Tell us more about Daniel. Obviously, he is a sweetheart, by the looks of things.

Has he got a funky personality or is he kind of Mr. Mellow?

DWYER: No, he has a great personality. He's just wonderful to be around. And, you know, I think one of the important things to realize is that there are 80,000 Daniels that take the form of loving dogs and cats in our country every week that lose their life. And we want to put a stop to that.

And the Lucy Pet Foundation is wonderful. We're here. We're hosted by them on their float in the Rose Parade. They are all about spay and neuter. They are all about trying to end the horrific gas chamber and we want to make sure that other Daniels -- like I said, those many every week that lose their life -- end up in loving families.

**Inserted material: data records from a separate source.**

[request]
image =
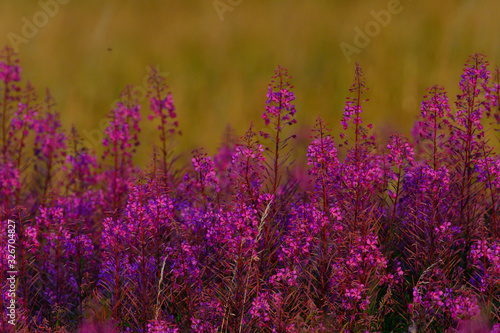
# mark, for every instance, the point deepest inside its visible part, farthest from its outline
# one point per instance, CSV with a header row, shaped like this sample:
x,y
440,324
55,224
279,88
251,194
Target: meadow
x,y
370,235
249,166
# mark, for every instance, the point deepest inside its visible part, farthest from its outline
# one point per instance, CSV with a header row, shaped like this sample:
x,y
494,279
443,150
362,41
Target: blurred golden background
x,y
220,55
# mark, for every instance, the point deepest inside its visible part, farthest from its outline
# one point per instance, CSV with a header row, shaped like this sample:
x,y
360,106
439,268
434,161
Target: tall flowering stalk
x,y
471,104
120,145
360,171
49,148
10,74
280,112
162,107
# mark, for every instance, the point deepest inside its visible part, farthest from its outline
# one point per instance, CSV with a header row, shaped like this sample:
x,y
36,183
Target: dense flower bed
x,y
378,236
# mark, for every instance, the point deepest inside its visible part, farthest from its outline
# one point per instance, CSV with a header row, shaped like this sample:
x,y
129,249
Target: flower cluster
x,y
389,235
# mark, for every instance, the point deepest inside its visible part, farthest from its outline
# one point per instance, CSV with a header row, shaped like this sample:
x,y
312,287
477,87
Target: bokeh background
x,y
219,66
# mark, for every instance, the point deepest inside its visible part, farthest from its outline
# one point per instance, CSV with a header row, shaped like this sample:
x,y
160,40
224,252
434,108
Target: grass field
x,y
219,69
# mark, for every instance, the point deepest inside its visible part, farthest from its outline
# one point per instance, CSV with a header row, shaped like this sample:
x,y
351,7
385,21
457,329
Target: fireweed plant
x,y
393,236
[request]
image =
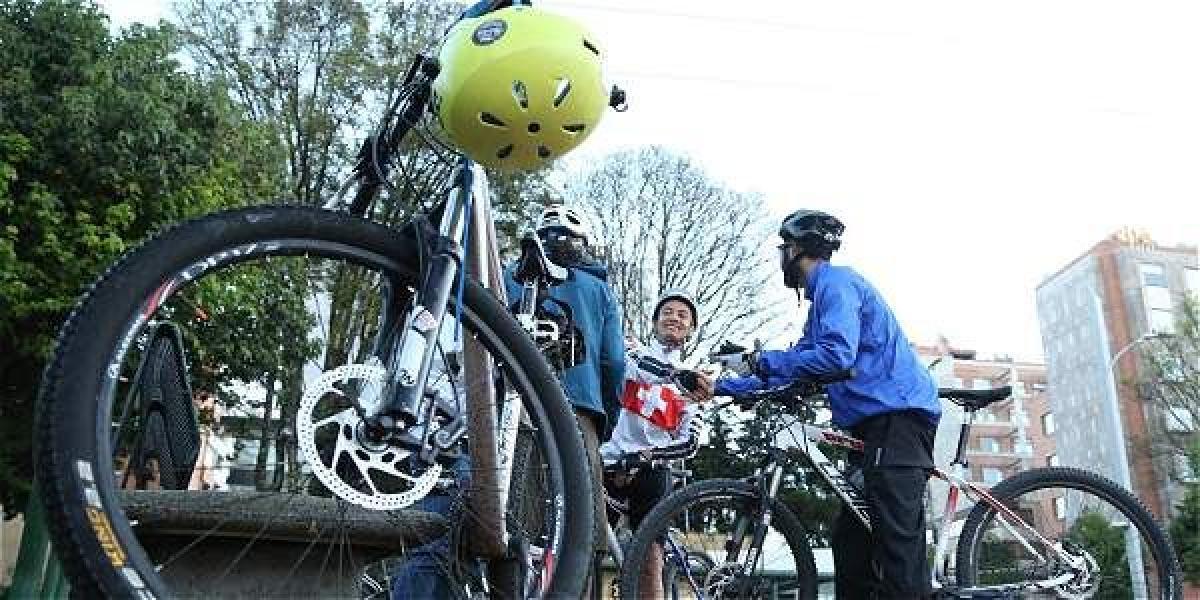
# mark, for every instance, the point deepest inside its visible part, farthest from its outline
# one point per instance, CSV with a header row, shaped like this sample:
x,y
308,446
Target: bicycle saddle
x,y
975,400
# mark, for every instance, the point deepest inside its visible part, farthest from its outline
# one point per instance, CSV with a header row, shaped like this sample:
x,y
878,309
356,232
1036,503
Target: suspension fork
x,y
408,364
772,477
493,436
768,478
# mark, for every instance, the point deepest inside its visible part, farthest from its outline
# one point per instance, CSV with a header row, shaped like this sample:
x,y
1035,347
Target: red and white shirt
x,y
655,415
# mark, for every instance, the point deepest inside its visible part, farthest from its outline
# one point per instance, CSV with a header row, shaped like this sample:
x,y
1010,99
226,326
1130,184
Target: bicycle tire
x,y
75,469
671,587
969,553
665,514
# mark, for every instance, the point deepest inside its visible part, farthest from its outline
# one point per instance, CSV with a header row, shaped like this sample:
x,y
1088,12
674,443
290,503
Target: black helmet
x,y
814,234
817,233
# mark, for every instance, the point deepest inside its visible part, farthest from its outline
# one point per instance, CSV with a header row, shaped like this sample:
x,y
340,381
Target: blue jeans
x,y
424,573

And the Lucy Pet Foundation and Daniel and I are ready to make that happen.

PEREIRA: Well, Joe, we see the beautiful, beautifully decorated float behind you. We know countless volunteers spent many, many hours decorating that beautiful float and others just like it, that we'll see on New Year's Day. Tell us about what will happen with you and Daniel aboard that float tomorrow.

What are people going to see?

DWYER: Well, we're really looking forward to it. It certainly will be an experience. The Lucy Pet Foundation float is absolutely spectacular, as you can see it behind me. It's taken an incredible turn over the last couple of days with many volunteers working on it.

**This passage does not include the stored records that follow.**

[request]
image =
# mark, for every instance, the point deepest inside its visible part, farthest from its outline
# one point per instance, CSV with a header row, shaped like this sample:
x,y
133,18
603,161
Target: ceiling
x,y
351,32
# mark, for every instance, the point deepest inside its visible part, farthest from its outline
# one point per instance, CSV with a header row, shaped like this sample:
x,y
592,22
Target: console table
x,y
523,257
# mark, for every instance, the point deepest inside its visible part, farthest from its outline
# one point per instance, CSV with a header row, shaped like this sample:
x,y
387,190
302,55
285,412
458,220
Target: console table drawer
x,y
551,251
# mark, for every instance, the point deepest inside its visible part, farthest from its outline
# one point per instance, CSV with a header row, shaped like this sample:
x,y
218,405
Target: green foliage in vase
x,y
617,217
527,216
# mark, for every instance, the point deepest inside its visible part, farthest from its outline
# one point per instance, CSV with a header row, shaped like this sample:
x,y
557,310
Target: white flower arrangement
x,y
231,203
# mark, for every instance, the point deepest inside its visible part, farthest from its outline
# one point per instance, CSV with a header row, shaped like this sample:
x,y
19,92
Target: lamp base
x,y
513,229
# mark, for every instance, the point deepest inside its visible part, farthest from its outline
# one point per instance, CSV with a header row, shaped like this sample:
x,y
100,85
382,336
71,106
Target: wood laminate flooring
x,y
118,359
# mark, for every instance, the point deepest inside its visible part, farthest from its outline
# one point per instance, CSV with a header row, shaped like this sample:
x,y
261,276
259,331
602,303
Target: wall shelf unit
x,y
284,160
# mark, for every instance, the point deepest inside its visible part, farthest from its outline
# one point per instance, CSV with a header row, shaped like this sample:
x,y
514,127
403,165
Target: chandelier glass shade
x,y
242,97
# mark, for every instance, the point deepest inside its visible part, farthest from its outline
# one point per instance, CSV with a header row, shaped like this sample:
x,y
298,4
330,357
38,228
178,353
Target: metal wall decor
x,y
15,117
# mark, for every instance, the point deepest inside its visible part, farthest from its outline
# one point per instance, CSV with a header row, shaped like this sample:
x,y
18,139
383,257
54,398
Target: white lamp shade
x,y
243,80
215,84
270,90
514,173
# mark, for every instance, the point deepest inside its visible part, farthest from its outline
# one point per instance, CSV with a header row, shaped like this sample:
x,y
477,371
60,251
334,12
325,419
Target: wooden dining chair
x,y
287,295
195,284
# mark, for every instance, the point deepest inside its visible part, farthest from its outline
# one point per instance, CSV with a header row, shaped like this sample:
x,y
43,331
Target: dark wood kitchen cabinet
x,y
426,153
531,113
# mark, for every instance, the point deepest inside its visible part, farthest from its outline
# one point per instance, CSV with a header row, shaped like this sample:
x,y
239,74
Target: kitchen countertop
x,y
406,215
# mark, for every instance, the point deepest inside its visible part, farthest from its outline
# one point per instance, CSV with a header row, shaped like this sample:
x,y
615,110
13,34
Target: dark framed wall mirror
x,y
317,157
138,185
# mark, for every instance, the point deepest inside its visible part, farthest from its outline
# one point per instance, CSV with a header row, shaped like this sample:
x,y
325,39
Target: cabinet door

We, along with other rescue dogs that will be performing here on the float, will be riding through the streets of Pasadena in the Tournament of Roses Parade. We'll be waving to the crowd and trying to bring an awareness to all the things I mentioned before. The theme of the Tournament of Roses parade is "Dreams Come True."

PEREIRA: Oh, wow!

DWYER: To make this happen for companion animals.

BERMAN: (INAUDIBLE) that for sure.

Do you have any tricks? What's he going to do on that float? How are you getting ready?

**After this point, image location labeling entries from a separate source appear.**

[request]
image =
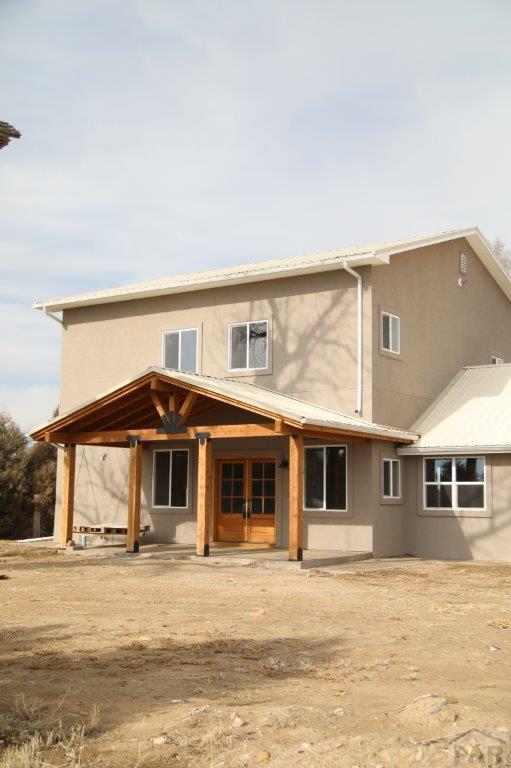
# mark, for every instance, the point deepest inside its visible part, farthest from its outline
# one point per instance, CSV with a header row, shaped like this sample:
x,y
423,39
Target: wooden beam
x,y
151,435
204,495
68,496
134,487
295,497
159,404
187,406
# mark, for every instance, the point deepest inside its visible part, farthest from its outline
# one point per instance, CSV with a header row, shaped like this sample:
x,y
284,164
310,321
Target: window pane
x,y
439,496
336,477
269,469
438,470
172,350
179,482
470,470
161,478
471,496
385,325
396,479
314,478
189,351
395,334
257,470
258,341
239,346
386,478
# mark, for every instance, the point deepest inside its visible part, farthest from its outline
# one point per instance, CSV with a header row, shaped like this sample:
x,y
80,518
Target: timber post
x,y
134,488
204,493
68,496
295,497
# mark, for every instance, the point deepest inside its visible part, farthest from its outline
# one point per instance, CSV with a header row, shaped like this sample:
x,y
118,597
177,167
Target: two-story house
x,y
289,403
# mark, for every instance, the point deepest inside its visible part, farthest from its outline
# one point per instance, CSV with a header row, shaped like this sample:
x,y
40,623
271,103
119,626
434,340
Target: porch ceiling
x,y
162,404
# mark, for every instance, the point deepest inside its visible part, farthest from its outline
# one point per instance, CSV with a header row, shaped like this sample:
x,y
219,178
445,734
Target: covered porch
x,y
162,410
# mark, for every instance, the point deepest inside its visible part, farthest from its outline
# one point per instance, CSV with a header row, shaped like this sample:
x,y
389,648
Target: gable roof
x,y
242,394
374,254
471,415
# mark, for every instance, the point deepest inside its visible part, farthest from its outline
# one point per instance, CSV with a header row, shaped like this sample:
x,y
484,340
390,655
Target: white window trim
x,y
179,331
390,315
247,324
324,507
169,505
393,496
454,486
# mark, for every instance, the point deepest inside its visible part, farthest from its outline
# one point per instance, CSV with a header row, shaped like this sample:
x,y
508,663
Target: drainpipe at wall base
x,y
358,278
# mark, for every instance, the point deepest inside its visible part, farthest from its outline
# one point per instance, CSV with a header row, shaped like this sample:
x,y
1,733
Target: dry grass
x,y
33,735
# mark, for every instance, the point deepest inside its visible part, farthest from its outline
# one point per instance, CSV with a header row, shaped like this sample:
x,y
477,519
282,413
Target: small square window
x,y
248,346
390,333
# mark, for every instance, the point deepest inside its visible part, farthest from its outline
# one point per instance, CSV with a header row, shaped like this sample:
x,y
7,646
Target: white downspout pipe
x,y
358,278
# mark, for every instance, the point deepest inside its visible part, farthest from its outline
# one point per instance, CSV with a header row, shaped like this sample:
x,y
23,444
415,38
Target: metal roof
x,y
260,398
471,415
375,254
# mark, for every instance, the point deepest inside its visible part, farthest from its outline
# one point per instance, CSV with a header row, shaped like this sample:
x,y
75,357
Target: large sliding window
x,y
170,478
325,478
248,346
456,482
180,350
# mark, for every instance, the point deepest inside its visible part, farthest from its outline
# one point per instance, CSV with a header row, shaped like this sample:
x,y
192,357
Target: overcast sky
x,y
163,136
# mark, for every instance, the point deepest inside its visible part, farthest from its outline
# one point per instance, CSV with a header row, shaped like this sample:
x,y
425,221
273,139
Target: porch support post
x,y
68,496
204,493
295,496
134,487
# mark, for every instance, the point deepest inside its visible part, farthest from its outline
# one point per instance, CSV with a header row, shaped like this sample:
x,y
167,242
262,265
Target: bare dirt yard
x,y
133,661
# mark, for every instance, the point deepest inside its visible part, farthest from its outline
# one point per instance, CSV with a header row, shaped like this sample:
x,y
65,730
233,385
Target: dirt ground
x,y
132,661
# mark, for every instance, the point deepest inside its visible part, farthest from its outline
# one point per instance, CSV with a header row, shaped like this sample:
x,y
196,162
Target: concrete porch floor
x,y
236,555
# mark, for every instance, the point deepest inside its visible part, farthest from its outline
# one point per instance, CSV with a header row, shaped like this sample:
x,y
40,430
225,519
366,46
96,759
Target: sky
x,y
164,136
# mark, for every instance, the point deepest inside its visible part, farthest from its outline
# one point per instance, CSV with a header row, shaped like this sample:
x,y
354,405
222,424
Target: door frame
x,y
237,455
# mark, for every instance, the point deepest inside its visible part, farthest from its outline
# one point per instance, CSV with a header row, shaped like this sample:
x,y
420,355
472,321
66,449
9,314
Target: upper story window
x,y
180,350
325,474
456,482
248,346
390,333
391,469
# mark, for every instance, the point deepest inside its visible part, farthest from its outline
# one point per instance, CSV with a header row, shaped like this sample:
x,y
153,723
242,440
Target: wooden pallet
x,y
107,530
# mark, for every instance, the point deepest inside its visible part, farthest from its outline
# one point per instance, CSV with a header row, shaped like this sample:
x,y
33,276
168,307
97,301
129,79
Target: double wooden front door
x,y
245,500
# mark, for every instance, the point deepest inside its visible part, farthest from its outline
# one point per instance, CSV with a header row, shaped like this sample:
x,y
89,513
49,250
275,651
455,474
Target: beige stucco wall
x,y
443,327
313,337
483,536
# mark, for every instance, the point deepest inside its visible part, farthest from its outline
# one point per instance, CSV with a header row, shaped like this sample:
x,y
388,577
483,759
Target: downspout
x,y
53,317
358,278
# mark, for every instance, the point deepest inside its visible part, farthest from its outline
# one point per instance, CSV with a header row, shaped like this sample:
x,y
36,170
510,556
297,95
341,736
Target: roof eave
x,y
85,300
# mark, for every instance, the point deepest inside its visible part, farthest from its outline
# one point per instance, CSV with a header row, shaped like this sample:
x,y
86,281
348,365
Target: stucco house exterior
x,y
294,403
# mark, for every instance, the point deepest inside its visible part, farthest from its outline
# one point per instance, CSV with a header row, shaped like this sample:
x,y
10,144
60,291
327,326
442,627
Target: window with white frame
x,y
456,482
325,477
248,346
170,478
390,333
180,350
391,471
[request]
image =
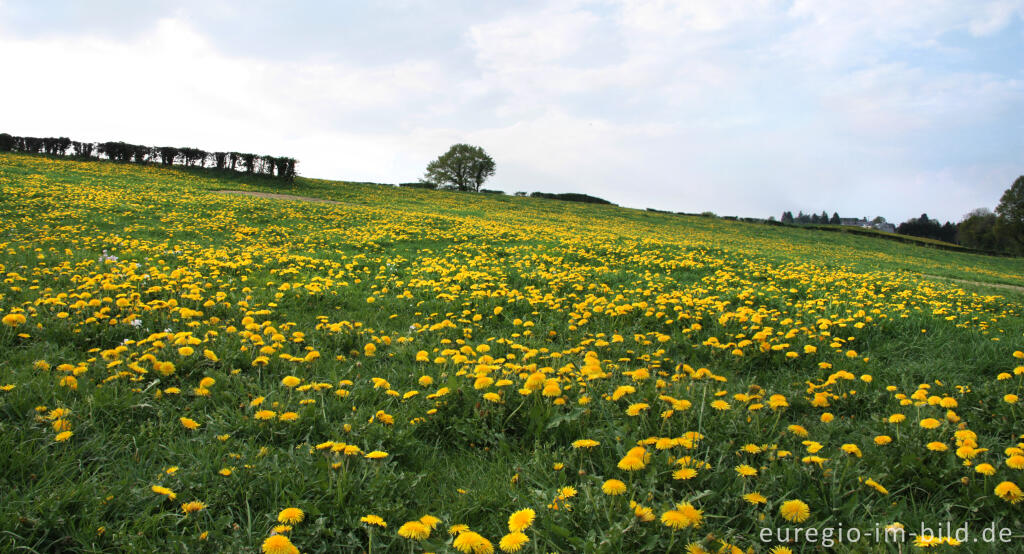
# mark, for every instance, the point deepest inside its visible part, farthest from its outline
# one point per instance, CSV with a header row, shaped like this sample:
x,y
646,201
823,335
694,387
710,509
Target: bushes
x,y
281,167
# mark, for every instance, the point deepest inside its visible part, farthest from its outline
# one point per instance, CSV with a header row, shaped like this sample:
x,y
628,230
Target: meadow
x,y
416,371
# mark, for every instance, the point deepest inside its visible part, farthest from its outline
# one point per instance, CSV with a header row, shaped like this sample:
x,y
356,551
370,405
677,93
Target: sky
x,y
739,108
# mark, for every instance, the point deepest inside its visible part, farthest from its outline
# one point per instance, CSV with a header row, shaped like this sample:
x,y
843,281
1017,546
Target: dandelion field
x,y
416,371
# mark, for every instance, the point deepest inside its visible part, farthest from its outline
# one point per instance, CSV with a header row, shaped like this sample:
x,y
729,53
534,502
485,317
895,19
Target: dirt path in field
x,y
979,283
275,196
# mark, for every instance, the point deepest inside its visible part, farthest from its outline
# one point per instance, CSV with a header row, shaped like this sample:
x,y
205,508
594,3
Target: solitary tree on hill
x,y
462,167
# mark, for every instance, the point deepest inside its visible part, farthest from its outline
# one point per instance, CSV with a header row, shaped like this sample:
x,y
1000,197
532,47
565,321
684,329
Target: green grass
x,y
436,265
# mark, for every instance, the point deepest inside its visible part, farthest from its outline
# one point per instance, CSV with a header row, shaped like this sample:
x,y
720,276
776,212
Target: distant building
x,y
864,223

DWYER: Well, Daniel has a couple of tricks. He's certainly not as accomplished as the dogs that you'll see on the float with him. They're wonderful, too. But he has two tricks that are very important. UNIDENTIFIED FEMALE: Can you show us?

DWYER: He does a high five to keep his friends alive.

We can try.



UNIDENTIFIED FEMALE: It's early in Pasadena this morning.


DWYER: Daniel, Daniel, high five. High five. High five. Good boy.



PEREIRA: I love it.

Well, Joe --

DWYER: He also does a happy dance for Lucy Pet, but --

UNIDENTIFIED FEMALE: I feel like he may have to save that for tomorrow.


PEREIRA: Well, we want to say a big thank you to you, Joe Dwyer and Daniel. A real miracle story he has. A tremendous dog and tremendous story. We hope you guys have a great time tomorrow. It's an annual tradition for Pasadena and for America.

Thank you so much for joining us, Joe.

BERMAN: A big high five to both of you.

DWYER: Well, we -- oh, thank you very much. We appreciate being on today. Thank you.

UNIDENTIFIED FEMALE: Be well. Happy New Year.


PEREIRA: I have to tell you, I'm having just a twinge seeing that. I've been part of the Rose Parade for many, many years. Hello to all my California friends who are watching. It's a great tradition. So be sure to tune in tomorrow.


BERMAN: Happy New Year from all of us here at NEW DAY. Be safe, everyone. It is time now for NEWSROOM. (INAUDIBLE).


BERMAN: Kyra Phillips in for Carol Costello. Take it away.

KYRA PHILLIPS, CNN ANCHOR: (INAUDIBLE) our old stomping grounds. Michaela, that's right. The Rose Bowl parade, covering it. Smelling those flowers in that warehouse.

OK, Berman. Unless you do the happy dance. OK?


PHILLIPS: Oh, I'm so jealous. Happy New Year, guys. NEWSROOM starts right now.


PHILLIPS: Here's what's happening right now in the NEWSROOM. Firefighters are battling flames after an explosive train crash in North Dakota. Thousands of people are urged to evacuate as smoke and fumes threaten that town right now.

And New Year's deep freeze.



UNIDENTIFIED FEMALE: We've got lots of layers and we'll just keep together and we're going to have a good time.

PHILLIPS (voice-over): Temps plunging into the teens tonight and tomorrow? Well, the snow comes then. That's not stopping the New Year's celebrations though as we ring in 2014.